For a long while I continued merely feeling indignant and disapproving  whenever I encountered the pejorative term in written or spoken form. But after long, long months of seeing the tag flung about by otherwise intelligent and ethical people, I’m far past indignation. I’m miles past, “Well, that’s just rude.” I’m fully into the territory of flaming, roaring, raging, disgusted pissed-offedness.

If “Karen” is used to intentionally indicate Entitled Middle-Aged White Woman, then it is a racist, misogynistic and ageist epithet. Hardly misses any harmful categories there, does it? It is right on par with all other vile epithets. It is deliberately insulting and intended to elicit a negative emotional response in the reader/listener.

I know from personal experience what it is to be called a Wop (which, according to the person spouting the cruel nickname, was “…just a joke. Can’t you take a joke?”) It wasn’t a joke. Passive aggression never is. Racial and ageist and sexual slurs never are. If their reality disturbs you, then skip the rest of this paragraph; otherwise, let’s be brave and confront just a few of these ugly, detestable monikers, shall we? Wop, Dago. Nigger, Jigaboo. Redskin, Paleface. Chink, Gook. Krauts. Japs. Kike. Old Fart. Greaser, Spic. Slut, Ho. Camel Jockey, Raghead. Hillbilly. Faggot, Homo. Honkey. Polack.

A terribly uncomfortable, viscerally disturbing list, is it not?
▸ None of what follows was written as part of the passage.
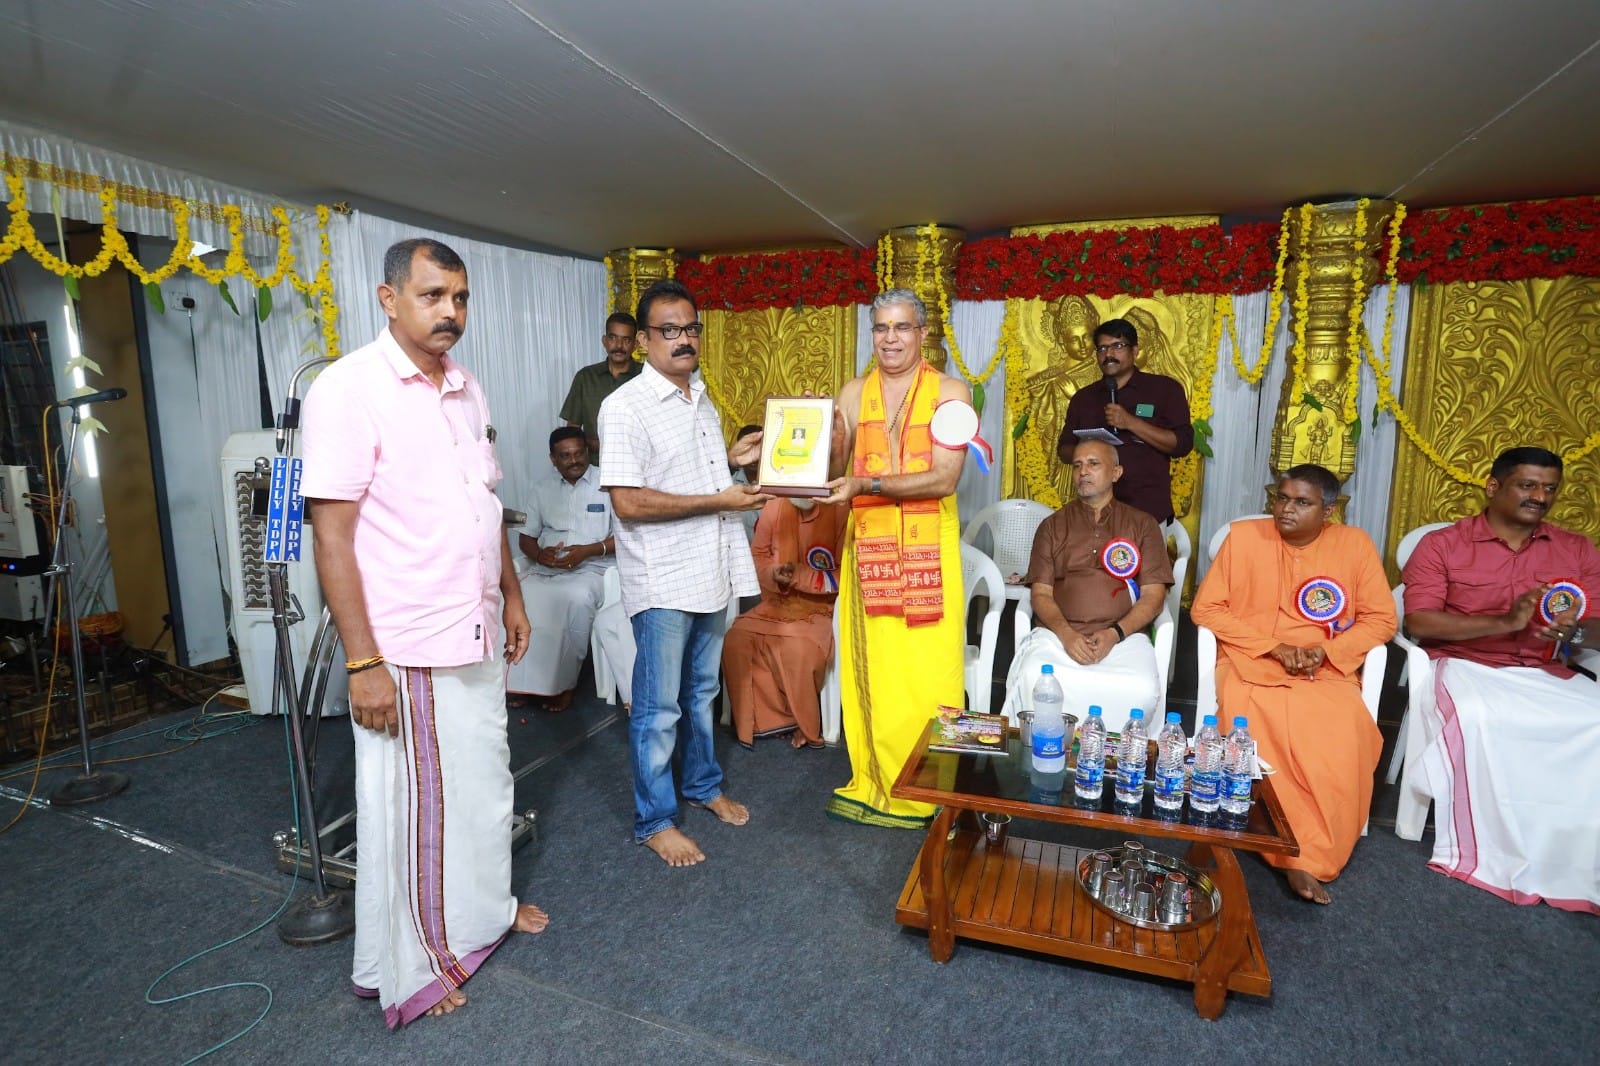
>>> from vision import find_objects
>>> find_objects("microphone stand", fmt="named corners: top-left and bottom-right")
top-left (44, 404), bottom-right (130, 806)
top-left (269, 357), bottom-right (354, 946)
Nauseating to some. Agonizing for others. And those are just the ones with which I am familiar. I’m sure there are countless more.

And now, Karen.

“Don’t call people names. It’s not nice.” I must have been scolded with that phrase a dozen or more times during my childhood, by parents, grown relatives, and teachers—adults who then, not caring that they were overheard, tossed out in casual conversation any number of racist, sexual and ethnic slurs. Leading by example was not a strong suit on the Pale Island* of my childhood. Then I grew up and moved to the American South, and found my jaw dropping as I heard Black teenagers affectionately call one another “Nigger”. Surely I hadn’t really just heard…! Except…why not? Hadn’t my family members often comically or affectionately bandied about the term “Wop”? “You dirty Wop,” my then-young father and his long-time friend and mentor laughingly called one another. Ah, of course: the difference. Between ourselves, and only ourselves; between us Wops, it actually was a joke, and even a term of affection. But only between ourselves. When my (now thankfully ex) husband, not of Italian American heritage, tried the same thing, it became a rank bone of contention between us.
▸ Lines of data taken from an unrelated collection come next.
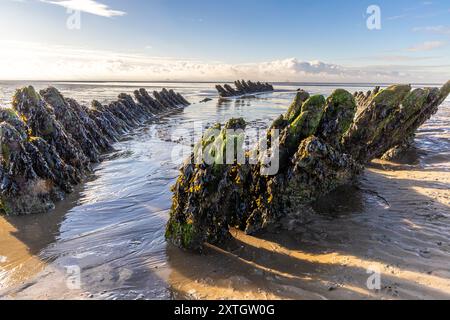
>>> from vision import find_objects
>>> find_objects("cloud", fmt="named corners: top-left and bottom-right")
top-left (368, 55), bottom-right (440, 61)
top-left (413, 25), bottom-right (450, 34)
top-left (407, 41), bottom-right (447, 52)
top-left (386, 1), bottom-right (438, 20)
top-left (40, 0), bottom-right (126, 17)
top-left (387, 14), bottom-right (408, 21)
top-left (0, 41), bottom-right (449, 83)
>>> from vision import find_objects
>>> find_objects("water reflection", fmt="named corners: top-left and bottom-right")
top-left (0, 82), bottom-right (449, 299)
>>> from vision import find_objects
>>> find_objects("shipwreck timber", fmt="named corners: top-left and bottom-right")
top-left (166, 81), bottom-right (450, 252)
top-left (0, 86), bottom-right (190, 215)
top-left (215, 80), bottom-right (274, 98)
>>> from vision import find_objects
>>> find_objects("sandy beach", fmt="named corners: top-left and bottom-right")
top-left (2, 157), bottom-right (449, 300)
top-left (1, 80), bottom-right (449, 300)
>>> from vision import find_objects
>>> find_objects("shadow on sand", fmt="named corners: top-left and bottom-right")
top-left (165, 162), bottom-right (450, 300)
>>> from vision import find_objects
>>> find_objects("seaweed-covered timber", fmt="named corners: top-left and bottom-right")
top-left (166, 81), bottom-right (450, 251)
top-left (0, 86), bottom-right (190, 215)
top-left (215, 80), bottom-right (274, 98)
top-left (353, 86), bottom-right (422, 161)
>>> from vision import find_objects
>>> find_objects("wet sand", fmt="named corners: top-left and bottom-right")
top-left (2, 160), bottom-right (449, 300)
top-left (1, 82), bottom-right (449, 300)
top-left (165, 160), bottom-right (450, 300)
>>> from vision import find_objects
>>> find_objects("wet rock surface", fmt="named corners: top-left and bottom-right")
top-left (0, 86), bottom-right (190, 215)
top-left (216, 80), bottom-right (274, 98)
top-left (167, 81), bottom-right (450, 251)
top-left (344, 82), bottom-right (450, 163)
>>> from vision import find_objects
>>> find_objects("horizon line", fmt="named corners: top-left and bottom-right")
top-left (0, 80), bottom-right (446, 86)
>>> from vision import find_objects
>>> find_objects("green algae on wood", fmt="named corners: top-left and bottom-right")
top-left (286, 94), bottom-right (326, 152)
top-left (344, 81), bottom-right (450, 162)
top-left (166, 81), bottom-right (450, 252)
top-left (317, 89), bottom-right (357, 148)
top-left (285, 90), bottom-right (310, 122)
top-left (166, 118), bottom-right (251, 251)
top-left (290, 95), bottom-right (326, 134)
top-left (0, 85), bottom-right (191, 216)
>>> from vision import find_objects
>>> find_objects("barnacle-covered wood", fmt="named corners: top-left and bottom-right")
top-left (216, 80), bottom-right (274, 98)
top-left (0, 86), bottom-right (190, 215)
top-left (167, 81), bottom-right (450, 251)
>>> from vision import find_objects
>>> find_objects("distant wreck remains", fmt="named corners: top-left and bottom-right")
top-left (0, 86), bottom-right (190, 215)
top-left (216, 80), bottom-right (274, 98)
top-left (166, 81), bottom-right (450, 251)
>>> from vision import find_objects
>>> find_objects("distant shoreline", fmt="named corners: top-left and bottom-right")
top-left (0, 80), bottom-right (445, 87)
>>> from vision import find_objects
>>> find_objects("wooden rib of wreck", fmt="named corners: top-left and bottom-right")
top-left (215, 80), bottom-right (274, 98)
top-left (0, 86), bottom-right (190, 215)
top-left (166, 81), bottom-right (450, 252)
top-left (353, 87), bottom-right (420, 161)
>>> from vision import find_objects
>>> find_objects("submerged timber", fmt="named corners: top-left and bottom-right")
top-left (0, 86), bottom-right (190, 215)
top-left (216, 80), bottom-right (274, 98)
top-left (166, 81), bottom-right (450, 251)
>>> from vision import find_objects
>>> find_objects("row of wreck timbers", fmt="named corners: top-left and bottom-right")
top-left (0, 86), bottom-right (190, 215)
top-left (1, 80), bottom-right (449, 252)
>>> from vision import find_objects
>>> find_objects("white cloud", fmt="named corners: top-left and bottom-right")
top-left (413, 25), bottom-right (450, 35)
top-left (407, 41), bottom-right (447, 52)
top-left (0, 40), bottom-right (448, 83)
top-left (40, 0), bottom-right (126, 17)
top-left (387, 14), bottom-right (408, 21)
top-left (369, 55), bottom-right (440, 61)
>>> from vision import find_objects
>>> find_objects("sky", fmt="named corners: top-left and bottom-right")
top-left (0, 0), bottom-right (449, 83)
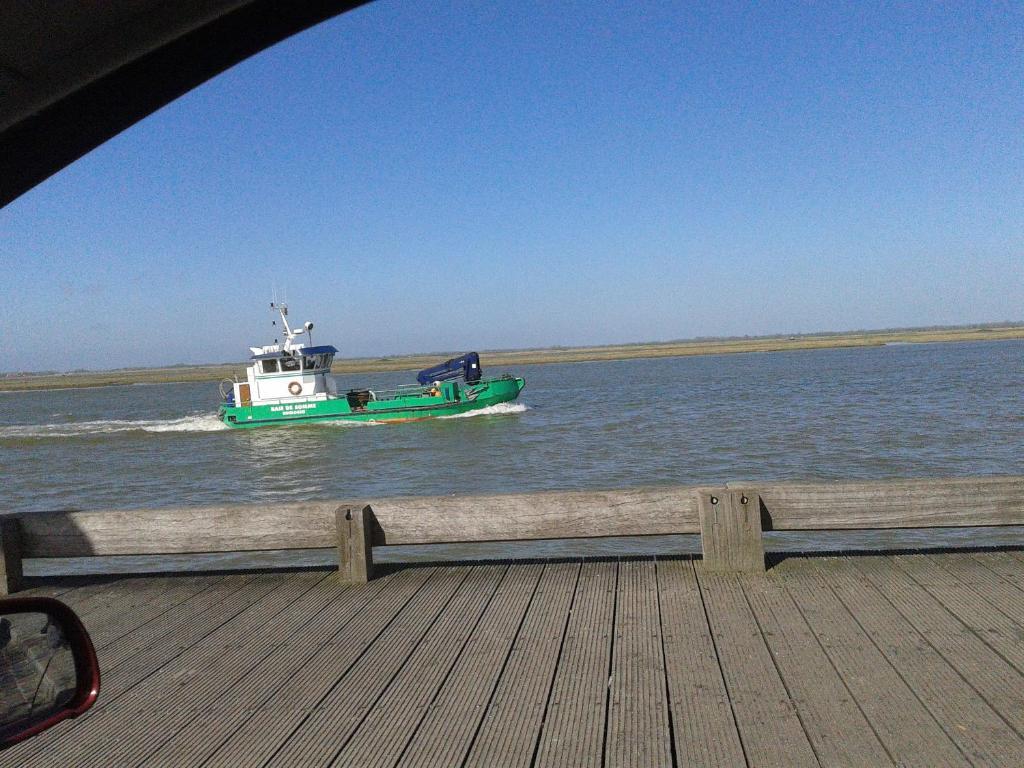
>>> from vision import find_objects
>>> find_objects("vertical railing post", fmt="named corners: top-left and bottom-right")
top-left (0, 517), bottom-right (25, 595)
top-left (336, 505), bottom-right (375, 583)
top-left (697, 489), bottom-right (765, 573)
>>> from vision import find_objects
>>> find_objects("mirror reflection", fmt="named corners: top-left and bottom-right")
top-left (0, 612), bottom-right (77, 731)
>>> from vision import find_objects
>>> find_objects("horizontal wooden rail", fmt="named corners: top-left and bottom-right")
top-left (753, 476), bottom-right (1024, 529)
top-left (1, 475), bottom-right (1022, 592)
top-left (9, 486), bottom-right (701, 558)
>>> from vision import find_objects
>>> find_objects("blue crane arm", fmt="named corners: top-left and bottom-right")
top-left (416, 352), bottom-right (482, 385)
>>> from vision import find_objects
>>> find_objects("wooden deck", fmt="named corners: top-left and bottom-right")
top-left (5, 550), bottom-right (1024, 767)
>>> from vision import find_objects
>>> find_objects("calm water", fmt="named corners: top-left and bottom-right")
top-left (2, 340), bottom-right (1022, 572)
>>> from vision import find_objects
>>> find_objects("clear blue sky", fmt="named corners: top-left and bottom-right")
top-left (1, 1), bottom-right (1022, 372)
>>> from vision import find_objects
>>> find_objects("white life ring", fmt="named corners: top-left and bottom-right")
top-left (288, 381), bottom-right (302, 396)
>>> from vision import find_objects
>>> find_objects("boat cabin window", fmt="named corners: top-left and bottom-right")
top-left (261, 359), bottom-right (279, 374)
top-left (302, 353), bottom-right (334, 371)
top-left (280, 356), bottom-right (300, 372)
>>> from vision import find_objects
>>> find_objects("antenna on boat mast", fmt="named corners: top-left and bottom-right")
top-left (270, 288), bottom-right (280, 344)
top-left (268, 291), bottom-right (313, 351)
top-left (271, 300), bottom-right (308, 352)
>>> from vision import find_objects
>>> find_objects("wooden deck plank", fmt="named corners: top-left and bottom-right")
top-left (963, 550), bottom-right (1024, 590)
top-left (461, 562), bottom-right (580, 768)
top-left (140, 572), bottom-right (397, 768)
top-left (12, 577), bottom-right (85, 599)
top-left (89, 573), bottom-right (252, 672)
top-left (825, 558), bottom-right (1024, 766)
top-left (695, 564), bottom-right (819, 767)
top-left (95, 572), bottom-right (280, 698)
top-left (26, 571), bottom-right (328, 768)
top-left (0, 573), bottom-right (254, 767)
top-left (24, 573), bottom-right (323, 768)
top-left (115, 571), bottom-right (331, 714)
top-left (261, 568), bottom-right (469, 768)
top-left (742, 570), bottom-right (893, 766)
top-left (959, 551), bottom-right (1024, 624)
top-left (208, 574), bottom-right (397, 713)
top-left (896, 554), bottom-right (1024, 673)
top-left (245, 569), bottom-right (437, 713)
top-left (533, 561), bottom-right (616, 768)
top-left (51, 574), bottom-right (203, 632)
top-left (201, 568), bottom-right (437, 768)
top-left (27, 575), bottom-right (128, 611)
top-left (73, 571), bottom-right (334, 768)
top-left (858, 555), bottom-right (1024, 736)
top-left (80, 575), bottom-right (217, 649)
top-left (1005, 550), bottom-right (1024, 569)
top-left (604, 560), bottom-right (672, 768)
top-left (656, 559), bottom-right (746, 767)
top-left (3, 553), bottom-right (1024, 768)
top-left (41, 578), bottom-right (133, 615)
top-left (332, 566), bottom-right (507, 768)
top-left (71, 574), bottom-right (188, 619)
top-left (781, 561), bottom-right (970, 768)
top-left (396, 564), bottom-right (543, 768)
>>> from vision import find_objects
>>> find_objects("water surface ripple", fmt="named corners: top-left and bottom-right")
top-left (2, 341), bottom-right (1022, 570)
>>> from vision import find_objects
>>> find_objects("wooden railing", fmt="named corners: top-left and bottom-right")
top-left (2, 475), bottom-right (1023, 593)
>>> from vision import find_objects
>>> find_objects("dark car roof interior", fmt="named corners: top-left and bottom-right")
top-left (0, 0), bottom-right (368, 208)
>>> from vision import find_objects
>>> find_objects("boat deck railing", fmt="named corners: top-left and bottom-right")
top-left (365, 376), bottom-right (508, 403)
top-left (363, 383), bottom-right (435, 402)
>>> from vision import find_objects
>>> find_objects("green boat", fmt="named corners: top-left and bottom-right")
top-left (218, 303), bottom-right (525, 428)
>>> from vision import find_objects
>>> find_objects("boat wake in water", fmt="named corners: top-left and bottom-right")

Don’t call people names. It’s not nice…unless they share your heritage and experience. Unless they are in on the joke: the joke of taking something derogatory and evil and transmuting it into a shared experience, thereby rendering it harmless.
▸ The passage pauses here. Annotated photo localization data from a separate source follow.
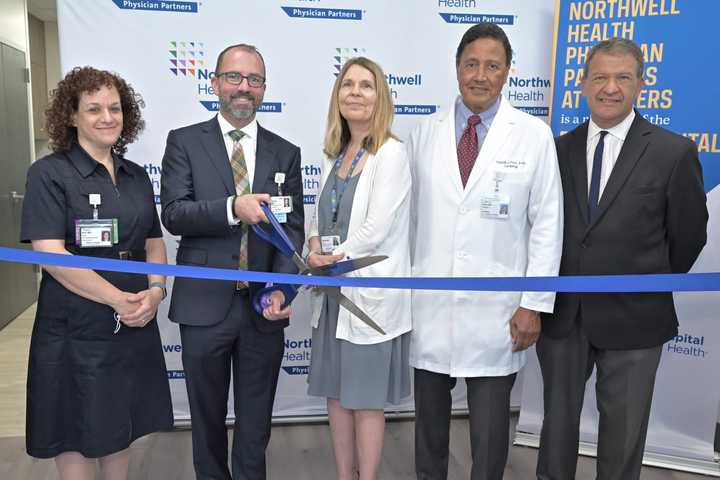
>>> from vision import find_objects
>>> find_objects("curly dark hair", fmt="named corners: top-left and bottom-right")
top-left (45, 66), bottom-right (145, 155)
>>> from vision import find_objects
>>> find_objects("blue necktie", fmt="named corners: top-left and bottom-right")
top-left (588, 130), bottom-right (609, 222)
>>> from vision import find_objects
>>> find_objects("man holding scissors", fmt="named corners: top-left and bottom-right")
top-left (408, 23), bottom-right (563, 479)
top-left (160, 44), bottom-right (304, 480)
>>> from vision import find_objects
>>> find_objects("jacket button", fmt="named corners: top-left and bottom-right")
top-left (581, 243), bottom-right (588, 249)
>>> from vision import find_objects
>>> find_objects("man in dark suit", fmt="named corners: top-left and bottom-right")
top-left (536, 38), bottom-right (708, 480)
top-left (160, 44), bottom-right (304, 480)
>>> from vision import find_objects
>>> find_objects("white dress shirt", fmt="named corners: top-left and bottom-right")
top-left (586, 110), bottom-right (635, 198)
top-left (216, 113), bottom-right (258, 224)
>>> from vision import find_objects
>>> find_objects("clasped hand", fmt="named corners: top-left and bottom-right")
top-left (112, 288), bottom-right (164, 327)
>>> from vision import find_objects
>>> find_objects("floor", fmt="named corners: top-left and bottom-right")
top-left (0, 306), bottom-right (714, 479)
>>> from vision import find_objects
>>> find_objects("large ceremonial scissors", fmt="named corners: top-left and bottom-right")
top-left (250, 203), bottom-right (388, 335)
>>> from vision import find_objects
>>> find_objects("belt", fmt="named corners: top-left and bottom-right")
top-left (118, 249), bottom-right (146, 261)
top-left (65, 246), bottom-right (146, 261)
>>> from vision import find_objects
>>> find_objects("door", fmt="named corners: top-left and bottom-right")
top-left (0, 42), bottom-right (38, 330)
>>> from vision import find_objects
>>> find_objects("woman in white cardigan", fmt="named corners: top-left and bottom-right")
top-left (306, 57), bottom-right (412, 480)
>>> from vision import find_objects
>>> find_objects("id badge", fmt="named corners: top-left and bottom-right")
top-left (270, 196), bottom-right (292, 223)
top-left (75, 218), bottom-right (118, 247)
top-left (479, 194), bottom-right (510, 219)
top-left (320, 235), bottom-right (341, 254)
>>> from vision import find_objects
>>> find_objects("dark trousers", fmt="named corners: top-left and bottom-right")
top-left (180, 293), bottom-right (284, 480)
top-left (414, 368), bottom-right (516, 480)
top-left (536, 324), bottom-right (662, 480)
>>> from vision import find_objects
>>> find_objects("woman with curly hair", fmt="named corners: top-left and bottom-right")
top-left (20, 66), bottom-right (172, 479)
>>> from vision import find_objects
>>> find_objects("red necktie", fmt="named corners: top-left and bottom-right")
top-left (457, 114), bottom-right (482, 187)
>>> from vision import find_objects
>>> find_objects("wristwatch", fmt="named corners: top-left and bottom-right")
top-left (148, 281), bottom-right (167, 300)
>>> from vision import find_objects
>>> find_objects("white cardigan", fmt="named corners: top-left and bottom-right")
top-left (308, 137), bottom-right (412, 344)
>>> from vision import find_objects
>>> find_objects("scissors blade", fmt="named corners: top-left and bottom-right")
top-left (291, 253), bottom-right (310, 274)
top-left (321, 287), bottom-right (386, 335)
top-left (307, 255), bottom-right (388, 277)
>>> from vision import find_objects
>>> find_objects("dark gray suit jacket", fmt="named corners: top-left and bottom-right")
top-left (160, 116), bottom-right (304, 332)
top-left (542, 113), bottom-right (708, 349)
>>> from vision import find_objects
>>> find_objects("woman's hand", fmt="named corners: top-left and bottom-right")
top-left (307, 251), bottom-right (345, 269)
top-left (113, 288), bottom-right (163, 327)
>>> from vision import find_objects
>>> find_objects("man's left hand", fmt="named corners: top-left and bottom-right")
top-left (262, 290), bottom-right (292, 321)
top-left (510, 307), bottom-right (541, 352)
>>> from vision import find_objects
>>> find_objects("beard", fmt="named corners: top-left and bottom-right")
top-left (219, 92), bottom-right (259, 121)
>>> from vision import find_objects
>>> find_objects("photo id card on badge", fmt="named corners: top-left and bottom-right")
top-left (320, 235), bottom-right (341, 254)
top-left (479, 194), bottom-right (510, 219)
top-left (270, 196), bottom-right (292, 223)
top-left (75, 218), bottom-right (118, 247)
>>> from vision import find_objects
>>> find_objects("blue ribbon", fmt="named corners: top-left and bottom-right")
top-left (1, 246), bottom-right (719, 292)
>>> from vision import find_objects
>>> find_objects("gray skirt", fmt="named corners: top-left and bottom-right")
top-left (307, 290), bottom-right (411, 410)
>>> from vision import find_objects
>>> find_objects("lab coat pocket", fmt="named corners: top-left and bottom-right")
top-left (493, 169), bottom-right (532, 217)
top-left (487, 263), bottom-right (523, 313)
top-left (354, 287), bottom-right (386, 329)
There is no way “Karen” can be rendered harmless. It is a vile and bitter taunt; a sneering, intentionally derisive gibe. It is a label—a label that “others”—dehumanizes–human beings, who (despite possibly having and sharing characteristics, some of them disagreeable) are, in fact, human beings. People. Women. Individuals.

Not a group. Not all the same.

It’s long past time that we all, every last one of us, stop applying these offensive sticky notes to the members of our human family.

There are, sad to say, many people who walk this sad world wearing a patina of entitlement. And those people come in every color of the human rainbow. They are male, female, and every finally-recognized gender in between. They come in all ages, all sizes, and are drawn from all walks of life.

There are, in fact, no Karens. There are only self-satisfied hypocrites who find security in labeling others in order to assure themselves of their own righteousness.

*The reference to the ” ‘Pale Island’ of my childhood” can be found in the blog post Juneteenth from June 16, 2021.